Her Boyfriend:  "It was good. I cried. Liked the way it ended." He explained that the assassination was done so well by seeing the announcement in another theater where young Tad was. The last thing you see is his son crying out and then at the end it flashes back to the speech where Lincoln is talking about upholding rights and honoring the deaths of those who have left widows and orphaned children [the Second Inaugural].
One College Student Son:  He really liked it. He said that it related a lot to what is happening in politics today. We have a lame-duck Congress. It feels like regardless of what we need to happen it won't happen until the next Congress is seated. The lobbying was very interesting as it was under the radar and secret and sometimes dirty. He was impressed with Lincoln's frustrated but strong statement, "I am the President" and he intended to use his power as he willed..
College Freshman Son: He said he didn't know what the whole Thirteenth Amendment was. It was interesting that Lincoln was manipulating politics and maintained his values while still playing the game of politics. The Emancipation Proclamation was on questionable legality but he wanted to do it. It's really important how people are born and raised to not have prejudices.
High School Son:  He said he got really emotional at the end. He really liked the part about the Congressman [Thadeus Stevens SPOILER ALERT] getting into bed with his black servant [common-law wife of 23 years]. He said, "We have to look at our past and realize we're not always right.
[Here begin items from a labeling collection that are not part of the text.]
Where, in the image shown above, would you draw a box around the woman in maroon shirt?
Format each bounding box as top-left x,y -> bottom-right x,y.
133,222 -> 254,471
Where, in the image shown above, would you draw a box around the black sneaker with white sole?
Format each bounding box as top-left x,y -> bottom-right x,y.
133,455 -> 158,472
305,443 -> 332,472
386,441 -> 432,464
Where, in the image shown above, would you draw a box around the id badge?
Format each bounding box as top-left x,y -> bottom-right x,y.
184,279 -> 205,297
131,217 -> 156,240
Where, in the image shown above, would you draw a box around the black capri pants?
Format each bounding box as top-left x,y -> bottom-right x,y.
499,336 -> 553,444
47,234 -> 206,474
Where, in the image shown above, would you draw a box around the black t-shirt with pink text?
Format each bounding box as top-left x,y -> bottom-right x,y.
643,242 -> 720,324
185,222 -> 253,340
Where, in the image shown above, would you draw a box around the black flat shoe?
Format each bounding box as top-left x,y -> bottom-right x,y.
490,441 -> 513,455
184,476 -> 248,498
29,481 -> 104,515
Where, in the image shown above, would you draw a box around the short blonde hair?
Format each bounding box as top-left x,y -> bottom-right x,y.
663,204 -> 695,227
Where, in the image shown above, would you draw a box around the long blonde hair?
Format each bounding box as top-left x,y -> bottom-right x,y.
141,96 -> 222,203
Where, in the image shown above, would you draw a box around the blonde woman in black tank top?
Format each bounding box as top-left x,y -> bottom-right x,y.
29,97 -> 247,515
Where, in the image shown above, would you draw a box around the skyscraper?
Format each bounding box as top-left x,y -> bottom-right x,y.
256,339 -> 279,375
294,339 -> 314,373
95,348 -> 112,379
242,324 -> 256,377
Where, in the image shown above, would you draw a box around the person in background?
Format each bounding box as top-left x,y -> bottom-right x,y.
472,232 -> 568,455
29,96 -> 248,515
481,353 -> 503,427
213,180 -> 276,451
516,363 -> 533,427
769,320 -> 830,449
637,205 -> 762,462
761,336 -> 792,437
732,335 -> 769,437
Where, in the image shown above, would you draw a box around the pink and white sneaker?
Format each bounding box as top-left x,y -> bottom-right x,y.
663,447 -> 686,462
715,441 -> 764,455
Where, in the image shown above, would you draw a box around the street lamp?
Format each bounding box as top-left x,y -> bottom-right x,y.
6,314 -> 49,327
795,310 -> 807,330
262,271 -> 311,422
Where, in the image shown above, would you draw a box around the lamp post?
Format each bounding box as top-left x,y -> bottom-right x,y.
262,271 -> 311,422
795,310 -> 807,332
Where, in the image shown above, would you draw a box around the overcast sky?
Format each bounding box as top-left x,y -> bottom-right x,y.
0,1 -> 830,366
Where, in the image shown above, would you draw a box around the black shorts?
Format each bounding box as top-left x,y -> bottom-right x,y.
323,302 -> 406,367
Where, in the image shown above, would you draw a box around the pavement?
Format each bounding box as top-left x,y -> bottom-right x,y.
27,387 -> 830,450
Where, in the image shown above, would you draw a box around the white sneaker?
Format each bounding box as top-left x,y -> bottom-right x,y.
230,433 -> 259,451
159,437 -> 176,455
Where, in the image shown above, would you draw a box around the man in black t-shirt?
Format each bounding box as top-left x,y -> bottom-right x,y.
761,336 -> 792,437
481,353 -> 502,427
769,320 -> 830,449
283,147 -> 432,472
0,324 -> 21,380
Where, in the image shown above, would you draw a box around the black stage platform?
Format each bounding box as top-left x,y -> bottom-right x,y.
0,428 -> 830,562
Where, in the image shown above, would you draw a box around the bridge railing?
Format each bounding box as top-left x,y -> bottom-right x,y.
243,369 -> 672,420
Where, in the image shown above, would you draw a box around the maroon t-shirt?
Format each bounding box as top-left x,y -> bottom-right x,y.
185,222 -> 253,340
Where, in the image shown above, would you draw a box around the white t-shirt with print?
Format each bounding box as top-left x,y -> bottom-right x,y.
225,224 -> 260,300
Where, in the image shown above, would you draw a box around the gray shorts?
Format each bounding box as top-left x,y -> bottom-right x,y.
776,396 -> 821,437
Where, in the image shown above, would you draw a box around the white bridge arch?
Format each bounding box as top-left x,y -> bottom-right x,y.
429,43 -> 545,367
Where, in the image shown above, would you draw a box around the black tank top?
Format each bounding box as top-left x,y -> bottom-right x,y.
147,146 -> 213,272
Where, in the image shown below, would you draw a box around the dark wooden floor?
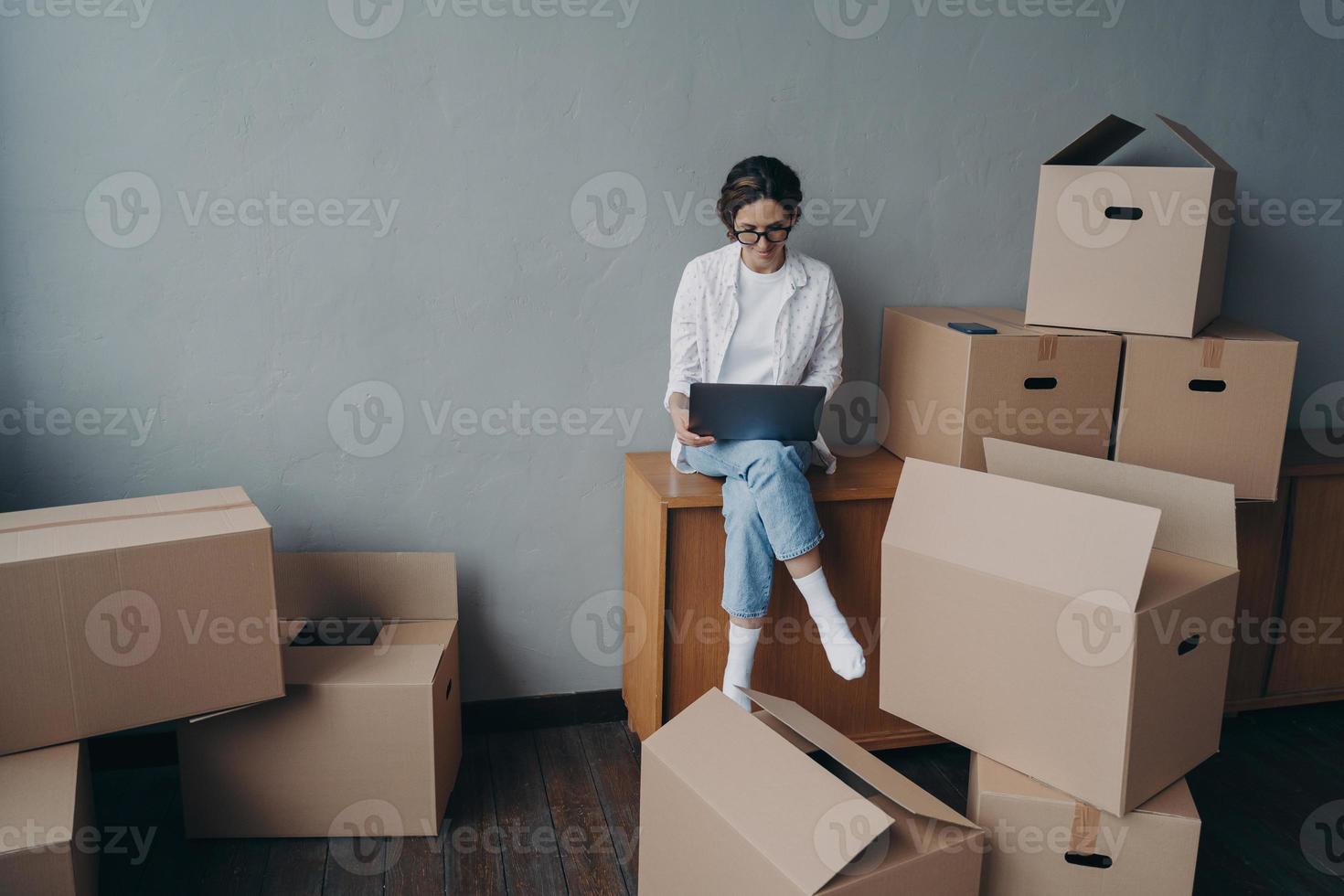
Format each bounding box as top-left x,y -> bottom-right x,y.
94,704 -> 1344,896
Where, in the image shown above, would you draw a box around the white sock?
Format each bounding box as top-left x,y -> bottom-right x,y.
793,567 -> 869,681
723,628 -> 761,712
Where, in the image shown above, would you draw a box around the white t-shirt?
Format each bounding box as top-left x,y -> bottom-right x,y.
719,260 -> 787,386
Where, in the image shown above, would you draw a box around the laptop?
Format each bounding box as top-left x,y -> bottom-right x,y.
689,383 -> 827,442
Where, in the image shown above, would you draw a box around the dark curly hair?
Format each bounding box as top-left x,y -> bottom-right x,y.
719,155 -> 803,240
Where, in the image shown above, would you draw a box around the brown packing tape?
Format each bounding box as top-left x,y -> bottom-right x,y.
1069,804 -> 1101,856
0,501 -> 255,535
1036,333 -> 1059,361
1201,336 -> 1226,369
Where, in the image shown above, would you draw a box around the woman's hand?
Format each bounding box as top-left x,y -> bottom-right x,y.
669,392 -> 714,447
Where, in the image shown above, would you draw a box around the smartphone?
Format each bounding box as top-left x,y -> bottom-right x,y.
947,324 -> 998,336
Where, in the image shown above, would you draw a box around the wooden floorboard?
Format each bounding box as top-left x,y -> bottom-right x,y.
94,702 -> 1344,896
489,731 -> 580,896
443,735 -> 507,896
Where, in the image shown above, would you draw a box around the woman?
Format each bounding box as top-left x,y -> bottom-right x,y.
664,155 -> 866,710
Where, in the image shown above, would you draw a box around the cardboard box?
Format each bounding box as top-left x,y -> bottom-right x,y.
966,755 -> 1200,896
177,552 -> 463,837
1027,115 -> 1236,336
640,689 -> 984,896
879,307 -> 1121,470
0,743 -> 98,896
0,487 -> 285,753
1115,318 -> 1297,501
879,439 -> 1238,816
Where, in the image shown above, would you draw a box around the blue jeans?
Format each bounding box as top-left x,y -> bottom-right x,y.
686,441 -> 823,619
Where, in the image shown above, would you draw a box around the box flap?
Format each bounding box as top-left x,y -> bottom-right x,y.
0,743 -> 80,857
1157,115 -> 1236,174
741,688 -> 980,830
281,644 -> 443,687
644,688 -> 895,893
275,550 -> 457,619
0,486 -> 251,532
986,439 -> 1236,570
883,456 -> 1160,610
1046,115 -> 1144,165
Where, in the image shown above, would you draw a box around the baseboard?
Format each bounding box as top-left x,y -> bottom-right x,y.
89,689 -> 625,771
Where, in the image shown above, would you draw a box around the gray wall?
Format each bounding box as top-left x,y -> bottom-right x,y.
0,0 -> 1344,699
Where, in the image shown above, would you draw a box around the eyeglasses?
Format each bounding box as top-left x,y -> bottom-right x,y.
732,224 -> 793,246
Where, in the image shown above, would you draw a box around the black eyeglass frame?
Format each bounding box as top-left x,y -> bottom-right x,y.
729,224 -> 793,246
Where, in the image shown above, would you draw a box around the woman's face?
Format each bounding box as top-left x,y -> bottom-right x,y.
732,198 -> 793,267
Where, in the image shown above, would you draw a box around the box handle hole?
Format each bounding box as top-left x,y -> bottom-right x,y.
1064,853 -> 1113,868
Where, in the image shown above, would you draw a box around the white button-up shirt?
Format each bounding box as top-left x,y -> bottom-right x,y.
663,243 -> 844,473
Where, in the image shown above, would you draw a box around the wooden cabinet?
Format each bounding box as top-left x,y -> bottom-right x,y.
623,450 -> 937,750
1227,432 -> 1344,710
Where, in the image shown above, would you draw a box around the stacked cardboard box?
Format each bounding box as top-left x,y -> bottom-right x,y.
880,439 -> 1238,896
0,487 -> 285,895
177,552 -> 463,837
879,115 -> 1297,501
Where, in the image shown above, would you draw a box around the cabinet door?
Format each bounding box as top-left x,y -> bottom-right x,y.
1269,475 -> 1344,695
1227,480 -> 1289,702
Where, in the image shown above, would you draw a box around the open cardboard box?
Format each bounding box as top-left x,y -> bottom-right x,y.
640,689 -> 984,896
177,552 -> 463,837
879,439 -> 1238,816
966,753 -> 1200,896
1027,115 -> 1236,337
879,307 -> 1121,470
0,487 -> 285,753
0,741 -> 98,896
1115,317 -> 1297,501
We're a great nation and a lot of people think we always have been. It's hard to look back at the Blacks and think this really happened. Also the disrespect in Congress."


  1. I didn't know that the 13th Amendment was passed before the end of the Civil War and during Lincoln's life. I've been taught in classes that the 13th 14th and 15th Amendments were Civil War amendments, but I assumed they all came after the Civil War.

    1. Thanks. That puts your statement in better context because I knew you knew about it.

    2. It wasn't ratified by the states, including reconstructed states, until after the war.